Азраил подошел ко мне и окинул с головы до ног пристальным взглядом магистра.

— Да-ааа, — протянул он. — Вот это видок у тебя.

Сморщив нос, Майя отвернулась.

— Пожалуйста, не дыши в мою сторону! — жалобно попросила она.

— Значит так, звезда алкогольного искусства, — процедил сквозь зубы Азра, уставившись на меня с угрожающим выражением лица. — Слушай и запоминай: если ты выкинешь еще хоть один фокус за время нашего пребывания здесь, я с тебя шкуру спущу и вторым Бобром сделаю. Ясно⁈ Больше никаких столкновений с местными, никаких приятелей с Оракулами, отставаний от группы, драк, богинь и бухалова!..

Я аж глаза прикрыл, чтобы не видеть его лица. И не ощущать запаха сыра изо рта, от которого меня начало слегка мутить.
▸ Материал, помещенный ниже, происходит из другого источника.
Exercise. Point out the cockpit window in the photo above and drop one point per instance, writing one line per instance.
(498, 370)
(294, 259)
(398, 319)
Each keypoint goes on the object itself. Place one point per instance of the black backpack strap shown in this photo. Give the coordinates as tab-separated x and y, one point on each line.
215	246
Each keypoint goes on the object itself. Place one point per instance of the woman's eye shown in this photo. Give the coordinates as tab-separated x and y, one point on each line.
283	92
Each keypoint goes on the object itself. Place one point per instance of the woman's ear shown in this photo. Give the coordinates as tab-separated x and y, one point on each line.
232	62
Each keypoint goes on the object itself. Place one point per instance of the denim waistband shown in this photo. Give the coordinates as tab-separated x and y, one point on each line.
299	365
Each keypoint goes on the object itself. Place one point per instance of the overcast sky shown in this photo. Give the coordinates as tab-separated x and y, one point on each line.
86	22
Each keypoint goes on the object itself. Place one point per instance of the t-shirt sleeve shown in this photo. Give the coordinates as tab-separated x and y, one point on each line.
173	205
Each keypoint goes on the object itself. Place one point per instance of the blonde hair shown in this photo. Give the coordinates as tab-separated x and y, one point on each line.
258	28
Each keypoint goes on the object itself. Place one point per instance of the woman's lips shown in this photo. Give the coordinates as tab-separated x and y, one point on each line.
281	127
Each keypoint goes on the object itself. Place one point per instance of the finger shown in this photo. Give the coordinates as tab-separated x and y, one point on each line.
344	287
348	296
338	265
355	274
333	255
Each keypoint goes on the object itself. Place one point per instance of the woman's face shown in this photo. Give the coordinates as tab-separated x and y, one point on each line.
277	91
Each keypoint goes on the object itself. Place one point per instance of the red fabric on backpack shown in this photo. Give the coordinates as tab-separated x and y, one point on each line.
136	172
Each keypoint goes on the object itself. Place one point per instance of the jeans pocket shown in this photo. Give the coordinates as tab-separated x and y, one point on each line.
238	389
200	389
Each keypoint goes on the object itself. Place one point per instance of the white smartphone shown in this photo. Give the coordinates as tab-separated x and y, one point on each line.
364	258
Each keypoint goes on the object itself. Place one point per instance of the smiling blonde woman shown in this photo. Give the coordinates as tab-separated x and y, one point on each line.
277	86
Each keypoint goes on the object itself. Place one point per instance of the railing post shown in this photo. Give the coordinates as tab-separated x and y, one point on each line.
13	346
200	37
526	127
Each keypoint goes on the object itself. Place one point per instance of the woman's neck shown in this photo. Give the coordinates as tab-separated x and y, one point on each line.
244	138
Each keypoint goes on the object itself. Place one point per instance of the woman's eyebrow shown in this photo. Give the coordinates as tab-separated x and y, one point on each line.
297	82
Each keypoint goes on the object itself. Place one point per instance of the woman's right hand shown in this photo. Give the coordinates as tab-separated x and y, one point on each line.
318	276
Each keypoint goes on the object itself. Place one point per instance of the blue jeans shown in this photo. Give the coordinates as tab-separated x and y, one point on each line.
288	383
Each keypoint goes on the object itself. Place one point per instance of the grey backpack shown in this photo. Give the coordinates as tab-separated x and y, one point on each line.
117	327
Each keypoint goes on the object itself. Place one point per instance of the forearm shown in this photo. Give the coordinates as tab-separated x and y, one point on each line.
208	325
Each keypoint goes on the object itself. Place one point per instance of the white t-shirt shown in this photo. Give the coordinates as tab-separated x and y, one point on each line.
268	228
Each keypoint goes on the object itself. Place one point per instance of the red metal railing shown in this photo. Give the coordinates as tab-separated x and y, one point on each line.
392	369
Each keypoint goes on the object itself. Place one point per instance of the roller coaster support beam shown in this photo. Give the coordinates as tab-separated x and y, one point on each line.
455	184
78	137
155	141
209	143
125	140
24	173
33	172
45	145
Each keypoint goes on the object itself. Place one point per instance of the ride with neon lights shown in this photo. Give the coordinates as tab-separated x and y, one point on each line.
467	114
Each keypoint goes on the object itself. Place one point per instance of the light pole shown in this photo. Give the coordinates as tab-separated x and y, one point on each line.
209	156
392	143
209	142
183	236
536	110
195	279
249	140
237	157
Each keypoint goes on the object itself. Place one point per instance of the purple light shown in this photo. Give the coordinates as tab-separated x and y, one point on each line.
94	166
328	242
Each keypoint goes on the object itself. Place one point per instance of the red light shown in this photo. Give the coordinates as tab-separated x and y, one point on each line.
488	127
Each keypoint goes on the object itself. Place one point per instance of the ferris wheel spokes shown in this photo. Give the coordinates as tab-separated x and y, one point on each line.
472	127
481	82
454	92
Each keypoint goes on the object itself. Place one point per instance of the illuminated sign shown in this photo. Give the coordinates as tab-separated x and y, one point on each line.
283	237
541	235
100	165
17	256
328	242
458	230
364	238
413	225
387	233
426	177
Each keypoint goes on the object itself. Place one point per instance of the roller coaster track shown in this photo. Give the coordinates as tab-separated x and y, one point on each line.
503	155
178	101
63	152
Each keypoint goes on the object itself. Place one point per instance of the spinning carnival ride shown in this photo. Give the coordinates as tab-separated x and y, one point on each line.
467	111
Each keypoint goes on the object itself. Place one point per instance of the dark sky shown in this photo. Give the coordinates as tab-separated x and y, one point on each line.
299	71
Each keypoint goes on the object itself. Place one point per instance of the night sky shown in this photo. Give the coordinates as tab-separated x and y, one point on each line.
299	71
— Слушаюсь и повинуюсь, — пробормотал я.

— И сегодня постарайся как-нибудь поменьше отсвечивать своей опухшей физиономией пьяницы!

— Может, мне на него иллюзию сделать? — предложил Рыжий.

— Нельзя, судьи запалят — только хуже в итоге получится, — махнул рукой Азра. — Совсем опозоримся. Ладно, пошли!

И мы пошли.

А там, за оградой нашего гостевого дома, уже гудела и шумела толпа.

Рыжий сразу весь приосанился, ладонями прилизал разметавшиеся пряди волос. Азра тоже довольно усмехнулся — видимо, ожидал увидеть толпу новоиспеченных поклонников нашей школы с флагами и растяжками.

Однако толпа оказалась повернутой к нам своими тылами. И глазела совсем в другую сторону.

Я сфокусировал взгляд, пытаясь разобрать, что же это маячит там вдали…

О боги!..

Или, верней, о демоны?

Потому что чуть дальше, стоя на карачках на мостовой и орудуя тряпками прямо в своей рабочей одежде, стояли… суккубы. Десятки красоток в кожаном белье, отставив задницы и время от времени вправляя выскакивающую грудь обратно в лифчик, драили непристойные надписи на дороге, ведущей к главной площади!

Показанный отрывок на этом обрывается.